Quant à Albert d’Arsenbel lui-même, le “Roi des bandits”, il disparut dans la confusion de la bataille et ne fut jamais retrouvé, mort ou vif, malgré les recherches acharnées et la récompense considérable offerte pour sa capture. Certains récits affirment qu’il périt anonymement au cœur de la mêlée, d’autres qu’il parvient à s’échapper vers Autchburg avant de passer en Poldrast-Litarn où il serait mort paisiblement avec le butin qu’il avait amassé personnellement. Des rumeurs plus fantaisistes encore prétendent qu’il vit toujours, sous une identité d’emprunt, attendant son heure pour se venger. Quelle que soit la vérité, sa disparition contribua à forger sa légende noire, alimentant les cauchemars populaires pendant des générations.
Dans leur fuite désespérée, les bandits se livrèrent à un dernier acte de vengeance aveugle, incendiant et pillant systématiquement les terres qu’ils traversaient. Villages, moulins, petits châteaux et même quelques cités importantes furent réduits en cendres, leurs habitants massacrés ou contraints à l’exil. Le duché de Volmarn, déjà éprouvé par les exactions d’Albert, fut littéralement ravagé d’est en ouest, au point que certaines zones restent désertes jusqu’à nos jours.

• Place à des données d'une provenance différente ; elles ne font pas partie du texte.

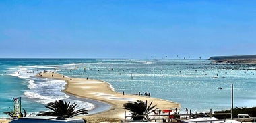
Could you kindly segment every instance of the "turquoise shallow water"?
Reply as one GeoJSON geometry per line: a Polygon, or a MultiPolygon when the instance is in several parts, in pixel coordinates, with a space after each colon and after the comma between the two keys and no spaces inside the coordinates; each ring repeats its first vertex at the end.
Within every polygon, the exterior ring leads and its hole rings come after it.
{"type": "MultiPolygon", "coordinates": [[[[44,104],[53,100],[67,99],[69,96],[61,92],[64,88],[59,87],[65,82],[33,76],[44,70],[104,80],[120,92],[150,92],[152,96],[180,103],[181,112],[186,108],[193,112],[230,109],[231,84],[234,106],[256,104],[255,65],[195,59],[0,59],[0,65],[1,111],[12,109],[12,98],[17,96],[22,96],[22,108],[30,112],[45,110],[44,104]]],[[[94,106],[78,103],[88,109],[94,106]]]]}

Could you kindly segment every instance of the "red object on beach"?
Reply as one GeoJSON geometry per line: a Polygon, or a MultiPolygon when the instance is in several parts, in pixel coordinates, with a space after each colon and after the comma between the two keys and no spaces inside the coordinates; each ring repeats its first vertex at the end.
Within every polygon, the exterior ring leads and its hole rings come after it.
{"type": "Polygon", "coordinates": [[[168,113],[168,112],[172,112],[172,111],[170,110],[162,110],[162,112],[164,113],[168,113]]]}

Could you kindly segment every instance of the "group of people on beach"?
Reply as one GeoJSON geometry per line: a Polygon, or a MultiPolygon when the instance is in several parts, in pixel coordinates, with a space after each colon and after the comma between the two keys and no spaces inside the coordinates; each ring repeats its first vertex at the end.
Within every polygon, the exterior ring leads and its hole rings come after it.
{"type": "MultiPolygon", "coordinates": [[[[141,94],[141,92],[139,92],[137,95],[138,96],[141,96],[141,95],[143,95],[143,94],[141,94]]],[[[150,96],[150,92],[148,93],[148,92],[145,92],[144,95],[146,96],[150,96]]]]}

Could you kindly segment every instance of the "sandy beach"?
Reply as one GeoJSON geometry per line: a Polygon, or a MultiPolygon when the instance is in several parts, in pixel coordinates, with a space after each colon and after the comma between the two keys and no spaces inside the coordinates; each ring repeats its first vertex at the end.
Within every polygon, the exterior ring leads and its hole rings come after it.
{"type": "Polygon", "coordinates": [[[65,91],[67,94],[80,98],[98,100],[110,105],[108,109],[99,113],[79,116],[86,119],[88,122],[120,122],[121,120],[125,118],[125,110],[123,108],[123,105],[128,101],[137,100],[148,100],[148,102],[152,101],[152,104],[156,104],[156,107],[160,109],[180,108],[179,104],[171,101],[149,96],[127,94],[125,94],[125,94],[118,93],[113,90],[108,83],[98,80],[70,78],[53,72],[40,73],[40,76],[38,75],[38,76],[65,80],[67,84],[65,91]]]}

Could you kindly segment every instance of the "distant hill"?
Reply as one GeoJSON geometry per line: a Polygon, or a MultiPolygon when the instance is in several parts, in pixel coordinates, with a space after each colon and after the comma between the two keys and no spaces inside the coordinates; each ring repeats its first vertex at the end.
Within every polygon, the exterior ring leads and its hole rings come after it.
{"type": "Polygon", "coordinates": [[[214,56],[208,59],[216,63],[256,64],[256,55],[214,56]]]}

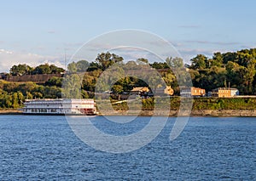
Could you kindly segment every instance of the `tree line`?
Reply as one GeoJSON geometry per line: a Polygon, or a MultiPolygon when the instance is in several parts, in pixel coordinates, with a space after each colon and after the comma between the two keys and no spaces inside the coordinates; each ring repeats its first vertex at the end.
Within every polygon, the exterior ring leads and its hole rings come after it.
{"type": "Polygon", "coordinates": [[[65,70],[55,65],[44,64],[36,67],[31,67],[26,64],[19,64],[13,65],[9,70],[12,76],[36,75],[36,74],[59,74],[65,70]]]}
{"type": "MultiPolygon", "coordinates": [[[[96,82],[102,73],[109,67],[117,65],[115,71],[107,76],[102,84],[98,84],[101,90],[110,90],[113,93],[129,92],[134,87],[148,86],[147,82],[136,76],[125,76],[117,80],[112,88],[109,84],[112,76],[119,76],[124,71],[131,70],[140,71],[147,65],[157,70],[165,81],[166,85],[171,86],[175,95],[179,94],[179,87],[177,77],[172,71],[181,70],[180,72],[189,72],[193,86],[211,91],[216,88],[236,88],[241,94],[256,94],[256,48],[242,49],[236,52],[214,53],[209,58],[204,54],[198,54],[191,59],[190,65],[184,65],[181,58],[167,57],[165,62],[149,63],[147,59],[141,58],[134,61],[124,63],[124,59],[109,52],[99,54],[95,61],[89,63],[86,60],[71,62],[67,65],[65,77],[52,77],[43,85],[34,82],[0,82],[0,107],[16,108],[22,105],[26,99],[81,97],[93,98],[96,82]],[[122,65],[120,66],[119,65],[122,65]],[[171,68],[170,68],[171,67],[171,68]],[[184,68],[185,67],[185,68],[184,68]],[[63,81],[70,82],[65,85],[70,86],[67,91],[61,87],[63,81]],[[79,92],[79,89],[81,89],[79,92]]],[[[54,65],[40,65],[32,68],[27,65],[13,65],[10,74],[21,76],[24,74],[60,73],[64,69],[54,65]]],[[[140,73],[143,73],[141,71],[140,73]]],[[[181,75],[182,82],[188,80],[187,75],[181,75]]],[[[154,86],[160,87],[160,80],[154,74],[148,77],[154,86]]],[[[151,103],[150,103],[151,104],[151,103]]]]}

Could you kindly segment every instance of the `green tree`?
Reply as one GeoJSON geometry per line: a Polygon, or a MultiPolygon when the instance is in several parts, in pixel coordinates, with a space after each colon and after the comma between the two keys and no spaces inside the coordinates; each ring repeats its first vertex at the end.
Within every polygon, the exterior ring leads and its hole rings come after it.
{"type": "Polygon", "coordinates": [[[89,62],[86,60],[79,60],[77,62],[77,71],[79,72],[85,72],[87,71],[87,69],[89,68],[89,62]]]}
{"type": "Polygon", "coordinates": [[[207,67],[207,57],[203,54],[198,54],[191,59],[190,68],[194,70],[202,70],[207,67]]]}
{"type": "Polygon", "coordinates": [[[77,64],[73,61],[72,63],[67,65],[67,71],[70,73],[76,73],[78,71],[78,67],[77,67],[77,64]]]}
{"type": "Polygon", "coordinates": [[[12,76],[22,76],[26,73],[30,73],[32,67],[26,64],[19,64],[18,65],[13,65],[9,72],[12,76]]]}
{"type": "Polygon", "coordinates": [[[123,59],[124,59],[119,55],[107,52],[98,54],[96,61],[101,65],[102,70],[104,71],[114,63],[123,61],[123,59]]]}

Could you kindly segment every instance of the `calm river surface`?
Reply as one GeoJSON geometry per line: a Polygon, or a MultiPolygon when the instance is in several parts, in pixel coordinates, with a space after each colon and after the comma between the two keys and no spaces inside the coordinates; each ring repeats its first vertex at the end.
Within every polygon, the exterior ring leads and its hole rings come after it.
{"type": "MultiPolygon", "coordinates": [[[[148,120],[93,122],[130,134],[148,120]]],[[[111,154],[84,144],[65,116],[0,116],[0,180],[256,180],[256,118],[190,117],[170,141],[174,122],[142,149],[111,154]]]]}

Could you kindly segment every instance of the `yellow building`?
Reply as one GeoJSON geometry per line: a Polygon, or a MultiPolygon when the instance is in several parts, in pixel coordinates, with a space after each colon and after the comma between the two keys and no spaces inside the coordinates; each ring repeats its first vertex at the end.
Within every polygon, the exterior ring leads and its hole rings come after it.
{"type": "Polygon", "coordinates": [[[206,90],[195,87],[182,87],[180,88],[181,97],[202,97],[205,96],[206,90]]]}

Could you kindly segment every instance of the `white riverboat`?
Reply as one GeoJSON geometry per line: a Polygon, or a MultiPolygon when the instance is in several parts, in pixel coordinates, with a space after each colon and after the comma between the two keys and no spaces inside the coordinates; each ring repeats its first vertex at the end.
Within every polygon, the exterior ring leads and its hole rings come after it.
{"type": "Polygon", "coordinates": [[[92,99],[26,99],[24,114],[45,115],[96,115],[96,109],[92,99]]]}

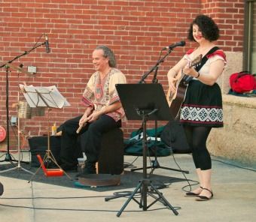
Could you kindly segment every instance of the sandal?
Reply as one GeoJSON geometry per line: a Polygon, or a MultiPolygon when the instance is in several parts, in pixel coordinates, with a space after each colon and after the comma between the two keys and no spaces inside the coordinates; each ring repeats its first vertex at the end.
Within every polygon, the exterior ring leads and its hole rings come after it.
{"type": "Polygon", "coordinates": [[[213,197],[213,193],[212,193],[212,190],[209,190],[207,188],[203,188],[203,190],[206,190],[210,192],[211,193],[211,196],[208,197],[206,196],[198,195],[197,196],[196,200],[197,200],[197,201],[206,201],[206,200],[211,200],[213,197]]]}
{"type": "MultiPolygon", "coordinates": [[[[202,187],[200,187],[201,189],[203,189],[202,187]]],[[[196,193],[194,193],[194,192],[187,192],[185,194],[185,196],[187,197],[193,197],[193,196],[198,196],[199,194],[196,194],[196,193]]]]}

Seuls quelques lieux furent miraculeusement épargnés par cette vague de destruction : le château de Barlom, dont la garnison parvint à repousser les assaillants ; la forteresse de Chotriv, située sur un éperon rocheux inaccessible aux forces en déroute ; et, plus étonnamment, l’auberge de Montjoi. Cette dernière dut son salut à la sa qualité de lieu saint, étant le lieu de départ de Saint-Marc et ses 13 compagnons.

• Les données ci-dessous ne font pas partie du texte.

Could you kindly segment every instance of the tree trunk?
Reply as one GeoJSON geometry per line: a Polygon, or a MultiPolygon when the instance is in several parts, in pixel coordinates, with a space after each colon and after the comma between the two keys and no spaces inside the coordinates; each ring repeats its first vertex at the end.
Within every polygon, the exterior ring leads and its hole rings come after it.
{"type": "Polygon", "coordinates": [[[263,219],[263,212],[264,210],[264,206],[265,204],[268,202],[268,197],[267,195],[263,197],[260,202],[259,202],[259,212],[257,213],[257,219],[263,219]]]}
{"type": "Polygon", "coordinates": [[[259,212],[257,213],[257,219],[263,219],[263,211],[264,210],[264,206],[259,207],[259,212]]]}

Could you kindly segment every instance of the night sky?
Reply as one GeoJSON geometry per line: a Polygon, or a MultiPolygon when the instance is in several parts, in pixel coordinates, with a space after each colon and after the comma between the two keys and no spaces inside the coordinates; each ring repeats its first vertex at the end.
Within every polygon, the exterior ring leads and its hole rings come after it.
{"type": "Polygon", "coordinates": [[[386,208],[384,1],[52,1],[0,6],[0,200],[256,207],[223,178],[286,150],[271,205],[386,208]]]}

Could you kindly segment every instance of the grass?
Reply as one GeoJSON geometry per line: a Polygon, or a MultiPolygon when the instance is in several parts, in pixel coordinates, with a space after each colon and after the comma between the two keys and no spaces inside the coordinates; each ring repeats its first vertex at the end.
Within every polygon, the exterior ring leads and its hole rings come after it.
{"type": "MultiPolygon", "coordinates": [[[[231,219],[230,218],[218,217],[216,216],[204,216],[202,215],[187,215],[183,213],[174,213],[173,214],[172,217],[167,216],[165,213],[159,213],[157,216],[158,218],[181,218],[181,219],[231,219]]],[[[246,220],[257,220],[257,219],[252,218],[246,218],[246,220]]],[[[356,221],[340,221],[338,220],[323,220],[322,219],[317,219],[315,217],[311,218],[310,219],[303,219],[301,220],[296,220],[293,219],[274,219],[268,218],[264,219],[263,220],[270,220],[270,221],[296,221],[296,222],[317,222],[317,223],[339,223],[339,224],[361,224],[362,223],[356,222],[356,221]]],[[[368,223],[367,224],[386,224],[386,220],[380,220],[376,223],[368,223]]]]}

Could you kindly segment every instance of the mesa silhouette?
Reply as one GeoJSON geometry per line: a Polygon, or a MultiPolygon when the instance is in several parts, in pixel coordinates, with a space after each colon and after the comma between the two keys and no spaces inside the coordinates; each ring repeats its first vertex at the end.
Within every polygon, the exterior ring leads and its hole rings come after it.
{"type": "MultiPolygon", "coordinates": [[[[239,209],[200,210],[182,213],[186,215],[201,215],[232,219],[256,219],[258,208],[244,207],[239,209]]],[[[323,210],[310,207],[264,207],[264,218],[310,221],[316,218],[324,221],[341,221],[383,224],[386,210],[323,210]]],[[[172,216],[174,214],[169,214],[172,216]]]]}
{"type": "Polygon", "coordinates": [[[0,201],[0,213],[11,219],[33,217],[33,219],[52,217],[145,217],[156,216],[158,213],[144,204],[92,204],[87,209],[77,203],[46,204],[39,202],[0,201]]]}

Le sud du duché, région pauvre mais densément peuplée, fut relativement épargné, car rapidement repris et sécurisé par l’armée royale. Mais dans l’ensemble, Volmarn sortit de cette tragédie comme un territoire sinistré, sa population décimée, son économie anéantie, ses terres arables souillées par le sang et les cendres. Le chroniqueur royal Aldric de Montferrat nota tristement que “là où jadis s’élevaient villages prospères et champs dorés ne restaient que des spectres de pierre noircie et une terre que même les corbeaux semblaient fuir”.
La reconstruction qui suivit fut lente et douloureuse. Le roi Valn I, conscient de l’importance stratégique de ce duché frontalier, y engagea des ressources considérables, exemptant la région de taxes pendant dix ans et encourageant le repeuplement par des colons venus d’autres provinces. Malgré ces efforts, Volmarn ne retrouva jamais sa prospérité d’antan et reste aujourd’hui encore la région la plus pauvre du royaume, un terreau fertile pour le banditisme et la contrebande.

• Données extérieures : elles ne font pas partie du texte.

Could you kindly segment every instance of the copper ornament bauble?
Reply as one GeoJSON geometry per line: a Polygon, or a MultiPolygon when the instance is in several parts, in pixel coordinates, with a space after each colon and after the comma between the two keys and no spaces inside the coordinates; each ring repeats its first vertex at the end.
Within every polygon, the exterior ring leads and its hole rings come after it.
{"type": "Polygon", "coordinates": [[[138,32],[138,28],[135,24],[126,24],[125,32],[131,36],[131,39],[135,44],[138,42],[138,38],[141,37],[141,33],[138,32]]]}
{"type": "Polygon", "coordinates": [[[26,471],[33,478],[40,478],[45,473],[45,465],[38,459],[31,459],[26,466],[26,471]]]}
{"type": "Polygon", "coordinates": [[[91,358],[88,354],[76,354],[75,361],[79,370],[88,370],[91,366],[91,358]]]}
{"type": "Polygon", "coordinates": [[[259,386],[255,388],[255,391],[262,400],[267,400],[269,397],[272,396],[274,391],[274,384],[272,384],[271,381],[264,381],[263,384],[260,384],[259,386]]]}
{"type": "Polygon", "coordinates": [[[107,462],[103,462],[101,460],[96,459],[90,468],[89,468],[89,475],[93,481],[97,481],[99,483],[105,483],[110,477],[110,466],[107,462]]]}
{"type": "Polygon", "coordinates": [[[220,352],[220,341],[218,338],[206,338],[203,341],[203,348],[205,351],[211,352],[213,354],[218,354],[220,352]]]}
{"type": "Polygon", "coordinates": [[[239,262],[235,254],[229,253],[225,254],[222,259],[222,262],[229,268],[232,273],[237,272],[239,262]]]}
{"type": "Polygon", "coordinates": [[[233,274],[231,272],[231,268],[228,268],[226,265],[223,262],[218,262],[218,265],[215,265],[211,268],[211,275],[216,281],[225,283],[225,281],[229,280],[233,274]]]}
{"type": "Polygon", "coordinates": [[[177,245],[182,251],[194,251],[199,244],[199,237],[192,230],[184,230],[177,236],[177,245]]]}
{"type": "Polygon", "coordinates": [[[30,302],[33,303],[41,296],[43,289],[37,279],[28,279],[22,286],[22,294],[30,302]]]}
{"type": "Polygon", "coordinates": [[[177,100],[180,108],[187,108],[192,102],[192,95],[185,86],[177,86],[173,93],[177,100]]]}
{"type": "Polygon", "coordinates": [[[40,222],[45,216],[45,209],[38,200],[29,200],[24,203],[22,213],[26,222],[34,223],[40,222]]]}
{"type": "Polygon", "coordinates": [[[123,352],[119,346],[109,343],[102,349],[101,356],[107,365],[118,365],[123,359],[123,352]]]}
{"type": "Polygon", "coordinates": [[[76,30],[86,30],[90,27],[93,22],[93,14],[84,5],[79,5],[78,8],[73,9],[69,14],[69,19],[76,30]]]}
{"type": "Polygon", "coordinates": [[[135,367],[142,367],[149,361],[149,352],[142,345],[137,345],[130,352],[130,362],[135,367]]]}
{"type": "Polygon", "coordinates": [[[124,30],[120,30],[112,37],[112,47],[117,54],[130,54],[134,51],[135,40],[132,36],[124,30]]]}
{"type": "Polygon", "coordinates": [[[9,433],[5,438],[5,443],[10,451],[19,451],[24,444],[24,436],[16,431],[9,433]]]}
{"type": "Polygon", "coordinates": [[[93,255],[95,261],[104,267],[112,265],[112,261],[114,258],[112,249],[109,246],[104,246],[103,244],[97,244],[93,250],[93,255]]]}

Plus inquiétant encore, l’ombre du “Roi des bandits” plane toujours sur ces terres. Des rumeurs périodiques circulent sur l’apparition d’un “nouveau roi”, héritier spirituel d’Albert d’Arsenbel, prêt à reprendre son œuvre de chaos. Ces craintes, souvent infondées mais profondément ancrées dans l’imaginaire collectif, alimentent une politique anti-banditisme particulièrement sévère dans tout Virmian, mais surtout dans les régions autrefois touchées par le fléau. Les auberges y sont régulièrement inspectées, les voyageurs inconnus soumis à des interrogatoires minutieux, et les bandits capturés exécutés publiquement avec un cérémonial destiné à maximiser l’effet dissuasif.